Suppose two matrices $A$ and $B$ are unitarily equivalent, that is, $A = UBU^*$ for some unitary matrix $U$. One can interpret this as a change of basis, into say an eigenbasis if all the eigenvectors are orthogonal. You could also list some properties, for example that that $A$ and $B$ must have the same set of eigenvalues.
For the infinite-dimensional case, suppose $A$ and $B$ are self-adjoint operators on a Hilbert space $H$. Then the two are unitarily equivalent if there exists a unitary operator $U$ such that $A = UBU^{-1}$.
The name and the definition suggest that there are some strong parallels between the finite and infinite dimensional cases. How can one interpret the infinite dimensional case, as in is there any nice geometric or algebraic interpretation/motivation?
For example, one can say that the spectral theorem allows us to classify bounded self-adjoint operators on a separable Hilbert space only up to unitary equivalence. Of course one can take this at face value, but what does this really mean?
Best Answer
Given a Hilbert space $H$, let us build another Hilbert space $G$ by taking each vector $\xi $ in $H$ and "painting it green". By this I mean that we are disguising $\xi $ in any way we want, changhing its nature, but keeping track of which vector $\xi $ we started with. If you cannot imagine a green vector, you could alternatively think of the ordered pair $(\xi ,*)$, where $*$ is anything you like.

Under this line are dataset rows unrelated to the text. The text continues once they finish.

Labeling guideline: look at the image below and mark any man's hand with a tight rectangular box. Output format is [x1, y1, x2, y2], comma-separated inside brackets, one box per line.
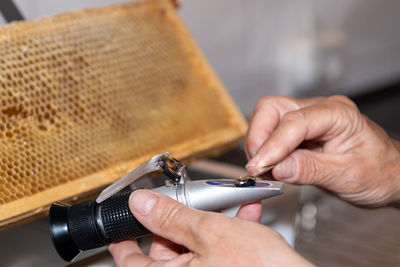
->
[245, 95, 400, 207]
[109, 190, 312, 267]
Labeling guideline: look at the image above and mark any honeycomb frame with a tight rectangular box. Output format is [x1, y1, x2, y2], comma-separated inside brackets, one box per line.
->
[0, 0, 247, 228]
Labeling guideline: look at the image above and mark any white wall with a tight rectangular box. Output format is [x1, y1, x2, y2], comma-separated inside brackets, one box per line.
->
[178, 0, 400, 113]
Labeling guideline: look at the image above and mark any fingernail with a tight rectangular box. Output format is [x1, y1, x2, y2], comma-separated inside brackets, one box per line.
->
[129, 190, 157, 216]
[275, 157, 296, 179]
[245, 154, 261, 168]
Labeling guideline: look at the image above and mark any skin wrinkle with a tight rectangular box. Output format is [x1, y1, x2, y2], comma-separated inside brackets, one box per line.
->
[319, 102, 347, 138]
[246, 95, 309, 158]
[317, 103, 363, 153]
[112, 189, 314, 266]
[305, 152, 325, 185]
[322, 97, 360, 138]
[324, 131, 358, 154]
[156, 202, 192, 246]
[247, 95, 327, 159]
[110, 95, 400, 267]
[302, 105, 338, 141]
[338, 143, 398, 206]
[290, 150, 334, 186]
[156, 201, 182, 231]
[247, 95, 400, 207]
[245, 101, 281, 158]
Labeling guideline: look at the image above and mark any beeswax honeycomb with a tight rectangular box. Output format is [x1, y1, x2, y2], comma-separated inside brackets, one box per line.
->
[0, 0, 247, 226]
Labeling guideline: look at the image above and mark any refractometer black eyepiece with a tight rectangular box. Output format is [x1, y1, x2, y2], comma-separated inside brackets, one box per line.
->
[49, 192, 149, 262]
[49, 179, 284, 262]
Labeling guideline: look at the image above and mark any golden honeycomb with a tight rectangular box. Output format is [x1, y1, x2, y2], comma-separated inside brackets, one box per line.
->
[0, 0, 246, 226]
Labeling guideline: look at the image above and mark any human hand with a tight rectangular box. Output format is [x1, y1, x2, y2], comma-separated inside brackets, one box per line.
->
[109, 189, 312, 267]
[245, 95, 400, 207]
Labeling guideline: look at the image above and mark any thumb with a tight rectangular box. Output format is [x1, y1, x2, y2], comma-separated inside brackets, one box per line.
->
[129, 189, 227, 252]
[272, 149, 348, 188]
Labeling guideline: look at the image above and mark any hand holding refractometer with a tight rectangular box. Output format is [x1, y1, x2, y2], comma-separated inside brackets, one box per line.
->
[48, 153, 284, 262]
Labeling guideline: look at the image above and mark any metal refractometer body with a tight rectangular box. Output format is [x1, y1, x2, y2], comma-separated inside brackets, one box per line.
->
[49, 153, 284, 262]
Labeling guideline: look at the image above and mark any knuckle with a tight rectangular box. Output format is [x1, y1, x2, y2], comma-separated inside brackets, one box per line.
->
[304, 156, 321, 183]
[282, 110, 305, 123]
[195, 214, 228, 245]
[157, 201, 186, 232]
[296, 151, 328, 185]
[254, 95, 289, 110]
[328, 95, 358, 109]
[294, 153, 309, 182]
[254, 95, 273, 111]
[326, 95, 364, 135]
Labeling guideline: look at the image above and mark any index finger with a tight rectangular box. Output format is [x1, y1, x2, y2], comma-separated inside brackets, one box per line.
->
[246, 97, 356, 174]
[245, 96, 323, 158]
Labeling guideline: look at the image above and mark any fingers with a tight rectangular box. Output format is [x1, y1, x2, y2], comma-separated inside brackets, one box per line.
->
[108, 240, 154, 267]
[245, 99, 281, 159]
[272, 149, 350, 189]
[129, 189, 230, 253]
[109, 239, 194, 266]
[245, 95, 324, 159]
[246, 97, 356, 175]
[235, 201, 262, 222]
[149, 236, 184, 260]
[245, 96, 297, 159]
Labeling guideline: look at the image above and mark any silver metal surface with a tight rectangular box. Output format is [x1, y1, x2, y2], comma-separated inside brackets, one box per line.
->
[96, 152, 169, 203]
[96, 153, 189, 204]
[0, 159, 292, 267]
[153, 179, 284, 211]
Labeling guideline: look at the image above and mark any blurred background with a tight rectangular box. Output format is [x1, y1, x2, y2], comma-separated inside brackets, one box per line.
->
[2, 0, 400, 113]
[0, 0, 399, 266]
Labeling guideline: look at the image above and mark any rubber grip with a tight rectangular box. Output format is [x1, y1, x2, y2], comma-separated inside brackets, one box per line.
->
[100, 192, 150, 243]
[68, 200, 106, 250]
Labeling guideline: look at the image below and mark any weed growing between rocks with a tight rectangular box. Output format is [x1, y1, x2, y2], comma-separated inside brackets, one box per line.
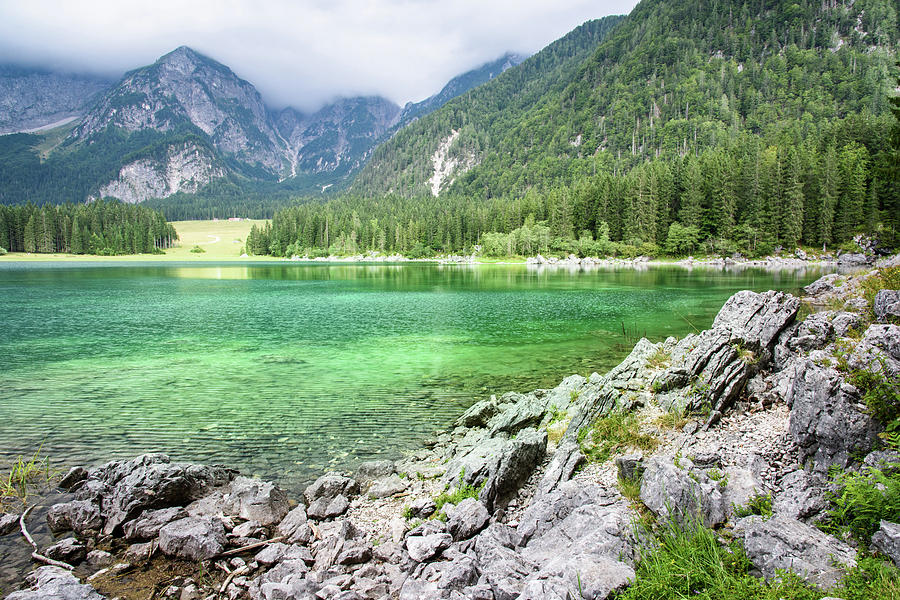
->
[733, 492, 773, 519]
[848, 366, 900, 447]
[820, 466, 900, 547]
[860, 266, 900, 321]
[578, 412, 659, 463]
[0, 447, 54, 507]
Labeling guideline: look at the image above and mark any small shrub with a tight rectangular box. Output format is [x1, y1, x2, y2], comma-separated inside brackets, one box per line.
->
[820, 466, 900, 546]
[860, 266, 900, 320]
[733, 492, 773, 519]
[0, 246, 7, 255]
[848, 366, 900, 428]
[434, 471, 483, 512]
[578, 412, 658, 463]
[190, 245, 206, 253]
[837, 557, 900, 600]
[401, 505, 413, 520]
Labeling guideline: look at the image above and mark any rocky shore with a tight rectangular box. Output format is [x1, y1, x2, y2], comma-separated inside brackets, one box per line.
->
[3, 258, 900, 600]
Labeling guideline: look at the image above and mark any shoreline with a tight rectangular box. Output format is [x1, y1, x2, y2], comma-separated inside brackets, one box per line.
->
[3, 258, 898, 599]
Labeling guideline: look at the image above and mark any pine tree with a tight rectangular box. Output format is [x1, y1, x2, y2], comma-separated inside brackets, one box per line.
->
[23, 214, 36, 253]
[782, 149, 804, 248]
[71, 216, 83, 254]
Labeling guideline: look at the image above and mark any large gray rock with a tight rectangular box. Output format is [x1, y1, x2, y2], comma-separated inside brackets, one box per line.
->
[518, 554, 634, 600]
[455, 398, 500, 429]
[5, 566, 106, 600]
[46, 500, 102, 535]
[787, 359, 881, 470]
[222, 476, 289, 525]
[444, 428, 547, 512]
[354, 460, 395, 486]
[848, 324, 900, 377]
[367, 475, 408, 499]
[712, 290, 800, 353]
[874, 290, 900, 323]
[398, 554, 480, 599]
[871, 520, 900, 566]
[535, 441, 585, 497]
[788, 312, 834, 352]
[123, 506, 187, 540]
[639, 455, 727, 527]
[735, 515, 856, 589]
[82, 453, 234, 535]
[158, 516, 227, 561]
[405, 533, 452, 563]
[307, 493, 350, 520]
[838, 252, 871, 266]
[772, 470, 828, 522]
[803, 273, 842, 298]
[44, 537, 87, 564]
[304, 473, 359, 505]
[276, 506, 314, 544]
[0, 511, 20, 536]
[447, 498, 490, 541]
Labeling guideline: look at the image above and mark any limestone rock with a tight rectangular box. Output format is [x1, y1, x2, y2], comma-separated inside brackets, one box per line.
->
[304, 473, 359, 505]
[735, 515, 856, 589]
[158, 516, 227, 561]
[354, 460, 395, 486]
[276, 505, 313, 544]
[447, 498, 490, 541]
[787, 359, 880, 470]
[803, 273, 842, 298]
[535, 441, 585, 497]
[455, 398, 500, 429]
[519, 554, 634, 600]
[123, 506, 187, 540]
[406, 533, 452, 563]
[615, 453, 644, 482]
[639, 455, 727, 527]
[44, 537, 87, 564]
[871, 520, 900, 567]
[47, 500, 102, 535]
[5, 566, 106, 600]
[59, 466, 88, 490]
[367, 475, 408, 499]
[0, 511, 19, 536]
[222, 476, 290, 525]
[848, 324, 900, 377]
[712, 290, 800, 353]
[773, 470, 828, 522]
[307, 493, 350, 520]
[83, 453, 234, 535]
[874, 290, 900, 323]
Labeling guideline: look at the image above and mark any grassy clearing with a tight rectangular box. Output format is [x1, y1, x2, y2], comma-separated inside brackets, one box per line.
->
[578, 411, 659, 463]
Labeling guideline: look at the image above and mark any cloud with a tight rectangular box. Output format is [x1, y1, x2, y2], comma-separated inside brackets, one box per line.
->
[0, 0, 638, 112]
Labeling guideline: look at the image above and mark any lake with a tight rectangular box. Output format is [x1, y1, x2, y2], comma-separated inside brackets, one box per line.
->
[0, 261, 828, 492]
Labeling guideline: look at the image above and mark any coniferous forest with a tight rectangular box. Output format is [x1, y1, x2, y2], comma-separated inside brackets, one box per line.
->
[0, 201, 177, 255]
[247, 0, 900, 258]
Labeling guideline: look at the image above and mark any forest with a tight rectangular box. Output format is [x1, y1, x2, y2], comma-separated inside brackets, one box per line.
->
[245, 0, 900, 259]
[0, 201, 178, 255]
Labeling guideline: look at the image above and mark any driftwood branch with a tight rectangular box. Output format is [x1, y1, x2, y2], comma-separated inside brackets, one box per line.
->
[20, 505, 75, 571]
[217, 536, 284, 558]
[218, 565, 249, 596]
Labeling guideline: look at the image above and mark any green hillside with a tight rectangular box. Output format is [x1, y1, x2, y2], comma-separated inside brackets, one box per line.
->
[258, 0, 899, 257]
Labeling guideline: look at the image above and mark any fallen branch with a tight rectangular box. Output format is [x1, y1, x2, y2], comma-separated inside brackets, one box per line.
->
[217, 536, 284, 558]
[218, 565, 249, 596]
[20, 505, 75, 571]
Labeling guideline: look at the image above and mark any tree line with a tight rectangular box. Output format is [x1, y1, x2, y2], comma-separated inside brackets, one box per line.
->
[0, 200, 178, 255]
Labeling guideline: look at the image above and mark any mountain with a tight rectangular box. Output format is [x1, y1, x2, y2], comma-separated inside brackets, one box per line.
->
[397, 52, 526, 125]
[0, 46, 528, 209]
[352, 0, 898, 200]
[0, 65, 112, 135]
[350, 15, 624, 196]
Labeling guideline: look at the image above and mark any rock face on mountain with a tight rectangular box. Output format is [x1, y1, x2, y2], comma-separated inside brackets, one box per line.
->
[276, 97, 401, 179]
[97, 140, 226, 203]
[72, 46, 287, 176]
[0, 66, 111, 134]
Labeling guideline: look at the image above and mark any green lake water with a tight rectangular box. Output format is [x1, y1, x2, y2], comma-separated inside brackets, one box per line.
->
[0, 261, 828, 492]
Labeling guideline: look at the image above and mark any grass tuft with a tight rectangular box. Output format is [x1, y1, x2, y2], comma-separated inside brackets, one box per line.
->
[578, 412, 658, 464]
[0, 447, 53, 505]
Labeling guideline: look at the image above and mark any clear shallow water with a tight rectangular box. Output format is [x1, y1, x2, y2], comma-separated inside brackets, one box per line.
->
[0, 261, 827, 493]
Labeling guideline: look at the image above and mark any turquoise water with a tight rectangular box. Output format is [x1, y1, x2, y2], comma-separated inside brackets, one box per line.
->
[0, 262, 826, 491]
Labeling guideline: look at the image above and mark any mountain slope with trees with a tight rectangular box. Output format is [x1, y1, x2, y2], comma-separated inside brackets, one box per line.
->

The set $G$ of all green vectors is then given the structure of a Hilbert space in the most natural way possible. For instance if $x$ and $y$ are a green vectors, we define $x+y$ as follows:
scratch the paint of $x$ and $y$, resulting in vectors $\xi $ and $\eta $ in $H$, respectively,
add $\xi $ and $\eta $, as vectors in $H$, and call the sum $\zeta $,
paint $\zeta $ green and call the resulting vector $z$,
set $x+y:= z$.
We may then define a unitary operator $U:G\to H$ by seting $$ U(\xi ) = \xi \text{ painted green}, \quad \forall \xi \in H. $$
If $T$ is any bounded operator on $H$, one can likewise turn it into an operator $S$ acting on $G$ via:
given $x$ in $G$,
scratch the paint of $x$, resulting in the vector $\xi $ in $H$,
apply $T$ to $\xi $, resulting in the vector $\eta $ in $H$,
paint $\eta $ green, resulting in the vector $y\in G$,
set $S(x)=y$.
Notice that the whole algorithm defining $S$ above may be summarized by $$ S = UTU^{-1}. $$
The moral of the story is that when two operators are conjugate, they should be each viewed as a disguise of the other, and hence they have exactly the same properties, as long as these properties are defined purely in the language of Functional Analysis.